Par déclaration au greffe en date du 26 janvier 2026, Monsieur [E] [Q] a saisi le juge de l’exécution du tribunal judiciaire d’Évry d’une demande de délais pour libérer les lieux.
Lors de l’audience du 31 mars 2026, Monsieur [E] [Q] n’était ni présent ni représenté.
Monsieur [V] [F] a sollicité du tribunal de débouter la partie demanderesse de ses demandes.
Conformément aux dispositions de l’article 455 du code de procedure civile, il est fait expressément référence aux pièces du dossier et aux écritures déposées par les parties pour un plus ample exposé des faits de la cause et de leurs prétentions respectives.
L’affaire a été mise en délibéré au 14 avril 2026.
MOTIFS DE LA DECISION
Monsieur [E] [Q] n’a pas comparu à l’audience fixée et n’a pas fait connaître de motif légitime expliquant son absence.
La partie défenderesse ayant sollicité qu’il soit statué au fond, il convient d’examiner les demandes formulées conformément à l’article 468 du code de procédure civile.
Selon l’article L. 412-3 du code des procédures civiles d’exécution, le juge peut accorder des délais renouvelables aux occupants de locaux d’habitation ou à usage professionnel chaque fois que le relogement ne peut avoir lieu dans des conditions normales.
Conformément à l’article L. 412-4 du même Code, dans sa version applicable au présent litige, la durée des délais ne peut, en aucun cas être inférieure à un mois ni supérieure à 1 an.
Pour la fixation de ce délai, le juge tient compte de la bonne ou mauvaise volonté manifestée par l’occupant dans l’exécution de ses obligations, des situations respectives du propriétaire et de l’occupant, notamment en ce qui concerne la qualité de sinistré par faits de guerre, la situation de famille ou de fortune de chacun d’eux, les circonstances atmosphériques, ainsi que des diligences que l’occupant justifie avoir faites en vue de son relogement.
Il est également tenu compte du droit à un logement décent et indépendant, des délais liés aux recours engagés selon les modalités prévues par le code de la construction et de l’habitation et du délai prévisible de relogement des intéressés.
Il appartient donc au juge de respecter un juste équilibre entre deux revendications contraires en veillant à ce que l’atteinte au droit du propriétaire soit proportionnée et justifiée par la sauvegarde des droits de l’occupant dès lors que ces derniers apparaissent légitimes.

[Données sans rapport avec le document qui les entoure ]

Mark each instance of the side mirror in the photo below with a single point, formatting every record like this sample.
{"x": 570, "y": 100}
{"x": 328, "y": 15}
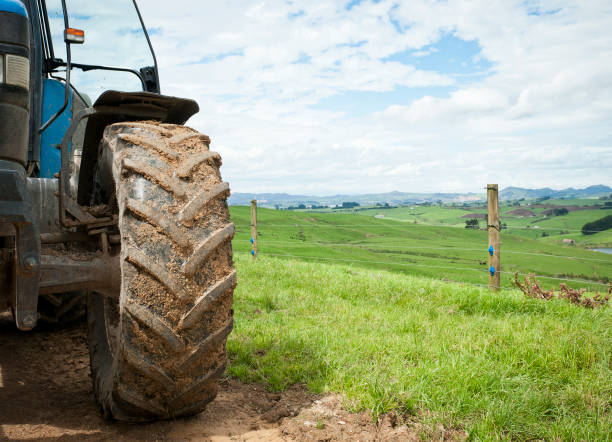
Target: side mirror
{"x": 76, "y": 36}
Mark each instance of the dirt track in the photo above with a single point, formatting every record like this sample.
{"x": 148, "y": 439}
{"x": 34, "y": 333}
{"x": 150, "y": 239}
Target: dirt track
{"x": 45, "y": 394}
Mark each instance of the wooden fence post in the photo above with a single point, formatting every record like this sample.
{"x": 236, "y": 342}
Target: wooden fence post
{"x": 493, "y": 226}
{"x": 254, "y": 228}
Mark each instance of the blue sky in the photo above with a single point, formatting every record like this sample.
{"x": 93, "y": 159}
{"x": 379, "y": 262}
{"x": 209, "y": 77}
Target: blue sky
{"x": 327, "y": 97}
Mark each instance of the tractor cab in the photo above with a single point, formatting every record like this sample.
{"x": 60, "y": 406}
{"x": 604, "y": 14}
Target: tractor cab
{"x": 110, "y": 205}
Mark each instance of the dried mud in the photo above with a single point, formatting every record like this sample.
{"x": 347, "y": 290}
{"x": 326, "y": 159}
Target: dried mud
{"x": 45, "y": 394}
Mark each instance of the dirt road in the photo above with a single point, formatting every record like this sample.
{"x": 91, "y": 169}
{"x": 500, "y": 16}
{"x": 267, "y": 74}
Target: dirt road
{"x": 45, "y": 394}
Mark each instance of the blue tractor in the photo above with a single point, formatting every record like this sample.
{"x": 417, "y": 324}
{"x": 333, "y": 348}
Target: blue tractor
{"x": 109, "y": 204}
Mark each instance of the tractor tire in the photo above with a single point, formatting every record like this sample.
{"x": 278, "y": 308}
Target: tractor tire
{"x": 158, "y": 350}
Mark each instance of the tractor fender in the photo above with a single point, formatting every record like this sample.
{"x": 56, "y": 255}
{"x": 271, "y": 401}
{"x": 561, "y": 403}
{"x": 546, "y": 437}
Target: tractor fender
{"x": 114, "y": 107}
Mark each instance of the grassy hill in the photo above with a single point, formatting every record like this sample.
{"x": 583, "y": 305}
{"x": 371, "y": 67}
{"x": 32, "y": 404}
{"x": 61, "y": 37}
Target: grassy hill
{"x": 448, "y": 253}
{"x": 531, "y": 224}
{"x": 499, "y": 366}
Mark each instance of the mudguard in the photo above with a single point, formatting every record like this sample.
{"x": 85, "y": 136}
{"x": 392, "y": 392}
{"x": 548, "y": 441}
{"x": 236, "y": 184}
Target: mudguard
{"x": 115, "y": 106}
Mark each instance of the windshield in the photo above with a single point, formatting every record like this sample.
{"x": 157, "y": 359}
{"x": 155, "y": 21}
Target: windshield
{"x": 113, "y": 38}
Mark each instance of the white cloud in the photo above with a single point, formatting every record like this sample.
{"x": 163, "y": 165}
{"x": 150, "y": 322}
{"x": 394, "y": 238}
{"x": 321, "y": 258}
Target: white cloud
{"x": 541, "y": 118}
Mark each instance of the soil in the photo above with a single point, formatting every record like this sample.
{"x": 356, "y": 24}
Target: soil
{"x": 46, "y": 394}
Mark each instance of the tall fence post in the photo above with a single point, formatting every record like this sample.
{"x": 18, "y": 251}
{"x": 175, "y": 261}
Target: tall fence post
{"x": 493, "y": 226}
{"x": 254, "y": 228}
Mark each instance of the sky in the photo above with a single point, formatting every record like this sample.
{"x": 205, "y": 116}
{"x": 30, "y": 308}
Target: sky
{"x": 326, "y": 97}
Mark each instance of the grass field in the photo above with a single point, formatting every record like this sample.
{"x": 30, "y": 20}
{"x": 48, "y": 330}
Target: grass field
{"x": 499, "y": 366}
{"x": 557, "y": 227}
{"x": 446, "y": 253}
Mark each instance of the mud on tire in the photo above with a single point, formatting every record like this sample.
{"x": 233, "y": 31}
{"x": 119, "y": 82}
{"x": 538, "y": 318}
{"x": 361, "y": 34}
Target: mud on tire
{"x": 157, "y": 352}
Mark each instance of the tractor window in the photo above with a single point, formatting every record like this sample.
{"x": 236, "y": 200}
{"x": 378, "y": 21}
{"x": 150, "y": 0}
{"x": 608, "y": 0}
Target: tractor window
{"x": 113, "y": 38}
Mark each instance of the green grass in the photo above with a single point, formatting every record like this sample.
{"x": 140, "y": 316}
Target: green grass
{"x": 560, "y": 227}
{"x": 456, "y": 254}
{"x": 500, "y": 366}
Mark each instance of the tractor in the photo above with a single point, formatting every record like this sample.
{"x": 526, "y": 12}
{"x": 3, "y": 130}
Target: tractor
{"x": 109, "y": 205}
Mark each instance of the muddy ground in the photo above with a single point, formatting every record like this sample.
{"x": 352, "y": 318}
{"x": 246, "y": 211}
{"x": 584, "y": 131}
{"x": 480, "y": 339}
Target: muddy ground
{"x": 45, "y": 394}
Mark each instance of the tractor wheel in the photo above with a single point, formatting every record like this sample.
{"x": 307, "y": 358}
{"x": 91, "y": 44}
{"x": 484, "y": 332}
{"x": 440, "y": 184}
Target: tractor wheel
{"x": 158, "y": 350}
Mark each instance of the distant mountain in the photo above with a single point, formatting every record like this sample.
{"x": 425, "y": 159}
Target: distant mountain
{"x": 511, "y": 193}
{"x": 393, "y": 198}
{"x": 283, "y": 200}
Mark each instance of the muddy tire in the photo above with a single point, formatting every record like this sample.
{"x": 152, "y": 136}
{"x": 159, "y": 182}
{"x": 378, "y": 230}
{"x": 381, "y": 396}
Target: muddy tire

En l’espèce, la partie demanderesse justifie une unique démarche effectuée afin de se reloger.
En outre, la partie demanderesse ne justifie ni du règlement de l’indemnité d’occupation courante ni de l’apurement de la dette locative, s’élevant à la somme de 9.156 euros au mois d’octobre 2025.
En conséquence, faute pour la partie demanderesse de démontrer la bonne foi dans l’exécution de ses obligations, la demande de délais à expulsion sera rejetée.
Les dépens sont à la charge de la partie perdante, à savoir la partie demanderesse.
L’équité ne commande pas de faire application de l’article 700 du code de procédure civile.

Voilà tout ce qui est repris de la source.